Taft ready to work out new contract for state prisoners

Taft ready to work out new contract for state prisoners
TAFT, Calif. (KBAK/KBFX) — In spite of its ongoing legal battle, the Taft City Council voted unanimously to work with the state again to put prisoners in the city's Community Correctional Facility.

The state pulled out inmates two years ago, and the city's still suing over that, but Taft officials hope a new contract will have more assurances and a lot of benefits for the city and citizens.

Mayor Paul Linder said the City Council voted Thursday night to move forward.

"I signed the contract last night, it's being shipped to the state for their signatures," he told Eyewitness News. Now, they wait to see if the plan gets the required signatures from officials with the California Department of Corrections and Rehabilitation.

Taft had a contract with CDCR to house their inmates for 20 years, but that ended two years ago thanks to so-called prison realignment. Linder admitted getting back into business with CDCR is something like remarrying your ex.

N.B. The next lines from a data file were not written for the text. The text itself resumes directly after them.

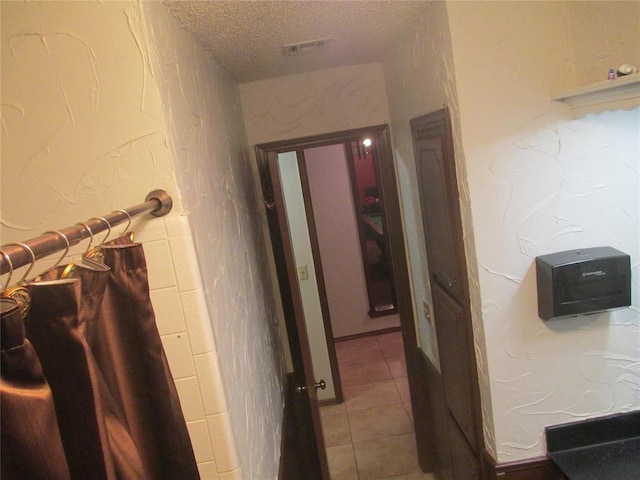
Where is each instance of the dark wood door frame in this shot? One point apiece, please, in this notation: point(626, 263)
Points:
point(457, 412)
point(265, 153)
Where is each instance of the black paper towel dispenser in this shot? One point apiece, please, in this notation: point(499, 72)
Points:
point(582, 281)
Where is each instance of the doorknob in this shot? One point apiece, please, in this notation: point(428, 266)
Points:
point(321, 385)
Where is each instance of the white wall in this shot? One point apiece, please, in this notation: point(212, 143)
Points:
point(532, 181)
point(313, 103)
point(213, 171)
point(83, 134)
point(541, 183)
point(339, 243)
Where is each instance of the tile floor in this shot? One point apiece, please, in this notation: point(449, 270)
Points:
point(370, 436)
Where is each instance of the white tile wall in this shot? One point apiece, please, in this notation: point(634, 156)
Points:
point(183, 322)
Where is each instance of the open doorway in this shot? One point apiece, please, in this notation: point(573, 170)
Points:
point(267, 155)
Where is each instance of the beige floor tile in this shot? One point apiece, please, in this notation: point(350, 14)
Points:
point(361, 373)
point(402, 384)
point(342, 463)
point(335, 409)
point(387, 421)
point(409, 410)
point(413, 476)
point(391, 344)
point(361, 350)
point(386, 457)
point(397, 367)
point(361, 397)
point(336, 430)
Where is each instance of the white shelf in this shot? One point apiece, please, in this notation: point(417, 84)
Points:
point(621, 93)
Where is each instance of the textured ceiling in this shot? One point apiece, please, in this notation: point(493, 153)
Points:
point(247, 36)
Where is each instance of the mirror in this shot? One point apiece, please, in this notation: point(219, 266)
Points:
point(369, 205)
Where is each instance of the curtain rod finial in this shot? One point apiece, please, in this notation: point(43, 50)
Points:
point(166, 202)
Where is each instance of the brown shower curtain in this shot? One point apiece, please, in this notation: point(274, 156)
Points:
point(116, 407)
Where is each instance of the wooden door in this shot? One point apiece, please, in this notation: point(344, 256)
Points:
point(460, 417)
point(310, 463)
point(303, 452)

"It's kind of like marrying your divorced spouse," he said. "But we feel good about the contract. The state has given us a very good, comprehensive contract."

Linder sees a number of benefits, starting with jobs.

"We'll be able to put between 60 and 70 people either back to work or with new jobs within the community," the mayor says.

Eyewitness News talked to several business owners in Taft, they like the sound of more local jobs. One said that would be a good thing. Another agreed, but hopes any new jobs will go to local residents.

The mayor said the contract now calls for Taft providing 512 beds, but they could increase that to 600 beds fairly quickly. The city can make renovations to add the beds, and they're just waiting to be certified for the greater amount.

That will add more revenue to the city.

"We can increase the amount of inmate population with very little cost," Linder said. "We're already heating and cooling the building. We have to add some more staff, obviously."

The contract would pay the city $60 a day per inmate. At the 512 bed level, Linder said the state would pay Taft $55 million over four and a half years.

"We'd love to see some extra funds go to services for our citizens," the mayor said. "But, we figure the first two years we'll get back to where we need to be. Square one."

Taft officials said they've been left in a hole because they had to cover shut-down costs when the state pulled inmates out of their CCF.

That happened two years ago under so-called prison realignment. At that time, the state started to put more inmates into county jail systems and stopped using CCFs. Taft has sued to get back the closure costs they ended up with.

"We'll have our day in court, hopefully next month, and we'll get that settled," Linder said. "The state hasn't lived up to that agreement, and we're hopeful that the local judge will see it our way, and we'll benefit from that also."

Under the new contract, Taft has to make certain renovations to the facility. The mayor said that includes a secondary fence so the site can take "medium security" prisoners. It would be operated as a "modified CCF." Linder said a local contractor is already lined up to do that work, if the contract's signed by the state.

Linder admitted there's some concern about working with the state again.

"There's an element of trust," he said. "There's lot of things we're worried about, but none of them are more important than getting people back to work and generating revenue."